COM21: Ass 1

Situational Analysis

Xtreme Beverages Pty Ltd is considering expanding their successful soft drink range to include energy drinks. This will require a new brand and communication strategy for the company to fully capitalise the existing market. Already placed in the top 5 companies behind Coca-Cola Amatil, Cadbury Schweppes, Pepsi Co and Red Bull, Xtreme Beverages envisage capturing a core component of the rapidly expanding energy drink market (Palmer 2009). Whilst the current corporate strategy focuses on soft drinks, the introduction of a new line of products will inject freshness via innovation and differentiation.

Our Research and Development (R&D) team have investigated ways to create a revolutionary product that has the capacity to garner a niche group within the beverage market. In assessing this expansion, consideration must be given to how the company will enhance its image and complement its existing corporate identity. A well rounded communication strategy will ensure the long term direction of the company is maintained yet allows for future growth and the success of this diversification. There are no direct competitors to this ground-breaking new product idea and ensuring capitalisation on this opportunity would be paramount.

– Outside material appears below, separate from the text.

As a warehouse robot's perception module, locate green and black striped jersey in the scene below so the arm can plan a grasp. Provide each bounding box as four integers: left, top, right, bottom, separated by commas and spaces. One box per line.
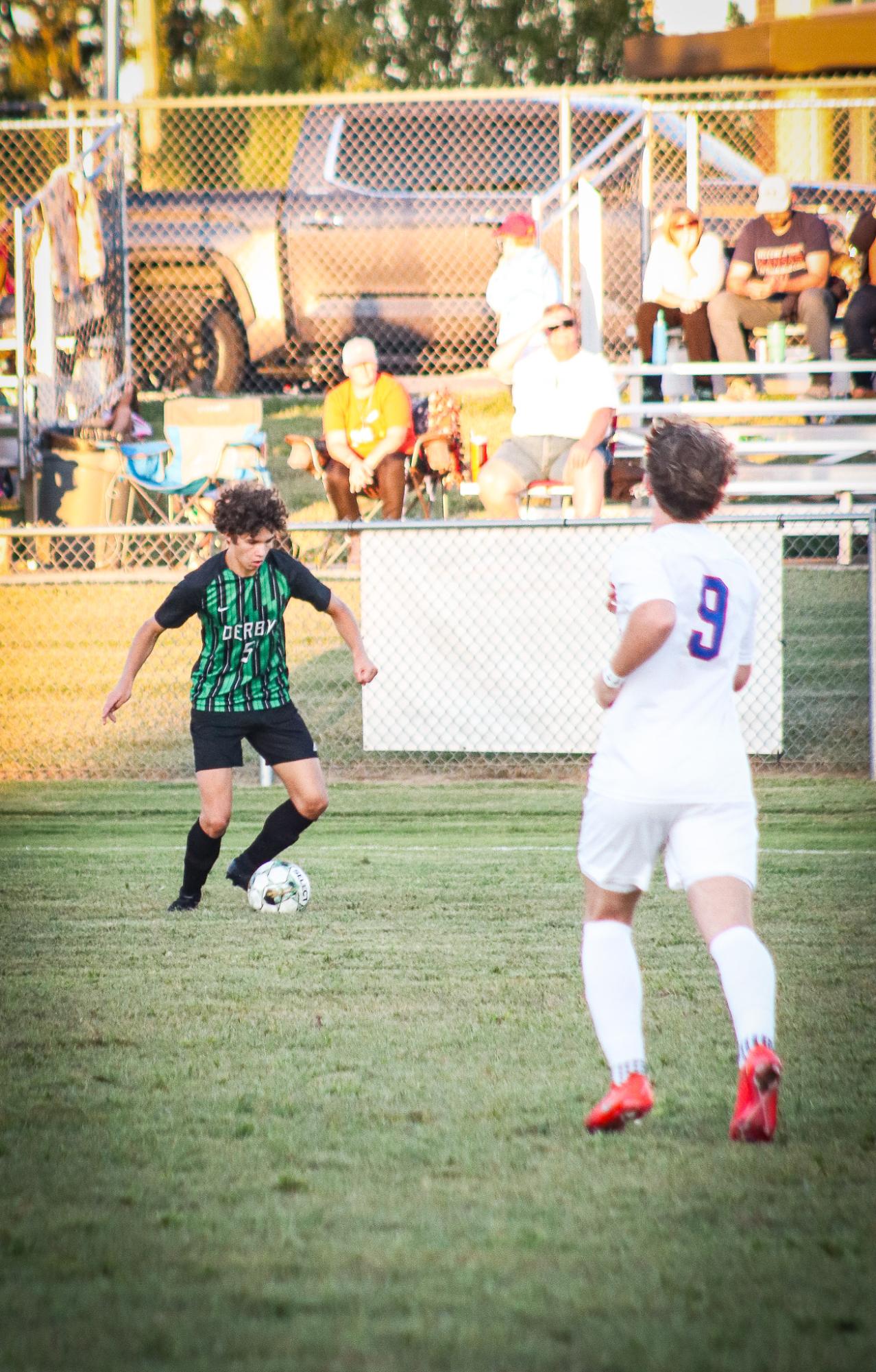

The current demographic for Xtreme soft drinks is the youth and adolescent age groups which will continue well with the energy beverage market; however it should be noted males are more likely to consume energy drinks (Miller 2008, pp. 487-8). This demographic is well suited to both the corporate strategy and existing brand names. As the company’s identity revolves heavily around extreme sports and an active lifestyle, an energy drink that offers both hot and cold serving temperatures (with scope to improving the nutritional content of the recipe) will be well received by athletes and help to promote the healthy, youthful image of the brand.

The New Concept

Xtreme’s R&D department have created a concept for an entirely new way to package and deliver energy drinks. Using existing technology, but in new and fresh ways, it will be possible to offer a can of drink that can be self-heating or self-cooling. Like coffee, tea and chocolate, the flavour will be appealing, regardless of which option the user chooses. This type of packaging differentiates the product from all others available in the marketplace and allows expansion into previously untapped markets: namely, cold climate athletes, extreme snow and water sports-people, hikers, campers and cyclists. Because the can has the capacity to be served either warm or cool (and generates the temperature itself), it lends itself to refreshing and innovative marketing.

The Execution

Because this is such a marked departure from the usual carbonated soft drinks distributed, Xtreme will create a new brand that encapsulates this exciting technology. The overall product will be named “8” with individual flavours forming words that express the energy found within each can. The flavour Hydr8 would be launched initially, with the potential for additional products such as Stimul8, Invigor8, and Accerler8.

With the introduction of a new product line, it is important to create a cohesiveness of communication to the consumer about our new product. Branding needs to represent what consumers think they want or need but it is much more than this: Belch et al (2008, p. 162) explains that “Branding encompasses the entire spectrum of the consumers’ awareness, knowledge and image of the brand as well as the company behind it.”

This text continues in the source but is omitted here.